Hats off to you, Sarah. You've come a long way, and you still have a long way to go.
She's off to college now. Her cousin David, a recent college graduate, gave her a graduation card in which he listed some wonderful college-bound advice: "Things I Wish I'd Known." Attend classes and pay attention. Get involved in campus activities. Leave your dorm room door open all the time, unless you have a good reason to close it. Spend time with your college friends - they are likely to be your friends for life, but the time you have with them, young, single, and carefree, is probably limited to four short years, and those years will go quickly.
I have a few things to add to David's list. I've been thinking these over, mulling them around in my head, since I recently attended my 25th college reunion. (More on that, maybe, in a later post.) Here are my thoughts for Sarah and her friends, as they embark on their new adventures.
1. Get to know your professors. Do not be intimidated by them. Ask them questions, and interact with them as much as you can. They are experts in their fields, and they know a great deal about things you want to know about. They are there to teach you, and you are there to learn.
2. Take a wide variety of classes. Don't box yourself in too early. Sure, if you're pre-med or an engineer, you'll have requirements to fulfill, but branch out as much as you can. You might discover a new field that you love.
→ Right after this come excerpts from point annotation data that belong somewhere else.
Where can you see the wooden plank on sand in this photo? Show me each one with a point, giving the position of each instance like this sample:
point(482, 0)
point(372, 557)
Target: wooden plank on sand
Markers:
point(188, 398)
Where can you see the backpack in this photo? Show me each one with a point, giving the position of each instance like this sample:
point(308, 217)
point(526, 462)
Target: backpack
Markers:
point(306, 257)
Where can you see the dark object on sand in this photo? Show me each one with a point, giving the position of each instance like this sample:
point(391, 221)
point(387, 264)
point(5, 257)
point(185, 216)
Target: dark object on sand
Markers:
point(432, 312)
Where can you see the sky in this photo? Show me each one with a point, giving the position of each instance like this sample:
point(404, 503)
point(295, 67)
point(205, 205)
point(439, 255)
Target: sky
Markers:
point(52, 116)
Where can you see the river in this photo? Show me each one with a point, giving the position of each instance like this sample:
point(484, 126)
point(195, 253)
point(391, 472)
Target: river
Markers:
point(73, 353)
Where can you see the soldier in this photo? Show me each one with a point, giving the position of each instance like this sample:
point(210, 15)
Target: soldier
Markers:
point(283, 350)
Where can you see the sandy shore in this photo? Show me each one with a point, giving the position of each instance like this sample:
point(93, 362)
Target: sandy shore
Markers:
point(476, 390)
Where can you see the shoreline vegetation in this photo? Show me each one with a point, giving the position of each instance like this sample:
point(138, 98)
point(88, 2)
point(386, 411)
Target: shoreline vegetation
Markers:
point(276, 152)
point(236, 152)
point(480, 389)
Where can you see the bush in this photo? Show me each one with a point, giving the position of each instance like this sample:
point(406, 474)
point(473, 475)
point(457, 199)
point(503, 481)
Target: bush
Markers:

3. Do not listen to people who ask what you're majoring in and then, with eyebrows raised, ask, "How are you going to make a living at THAT?" If you major in something you love and then pursue it after school, you'll be doing something you love for a living. In no time at all, you'll be far ahead of 90% of the eyebrow-raisers.
4. Your classmates are part of your education. Try to make friends who are different from you. Chances are that people have come from all over to study at your college. Don't hang out exclusively with people of your own ethnic, religious, or socioeconomic background.
5. If you experience academic trouble at any point, seek help right away. Go to the professor first, and then to the academic support center if necessary (every school has one). Do not sit alone in the dark and think you can muddle through on your own. You will not be the first person ever to seek help. There are many people who will be more than happy to help you.
6. Take risks and chances. Not the jumping-off-the-bridge type, but the studying-abroad and taking-a-part-time-job type. Some of these opportunities will give you wonderful experiences and will never arise again in your lifetime.
7. Come home at the holidays. If you have a friend who is too far from home to get back to his or her family, bring him or her along. There's always room for one more.
8. Take good care of yourself physically. The temptation to party hard and get no sleep will always be there, but remember that you are not doing yourself a favor by abusing your body. Eat well and stay active, and keep the, um, indulgences to a minimum.
9. Take advantage of whatever your school has to offer. A great art museum? A famous computer center? A world-renowned Hemingway expert? Political debates? Whatever it is, show up from time to time and see what it's about.
10. Finally, remember that a lot of love and effort has gone into getting you safely from the bassinet to the dorm room. Your safety is out of our hands now and entirely in yours. Honor us by being careful. Use your good judgment at all times. Travel in (sober) groups, especially at night. Follow your gut instincts, which are usually right.
Do you have more advice for Sarah and her classmates? I'd love to hear it.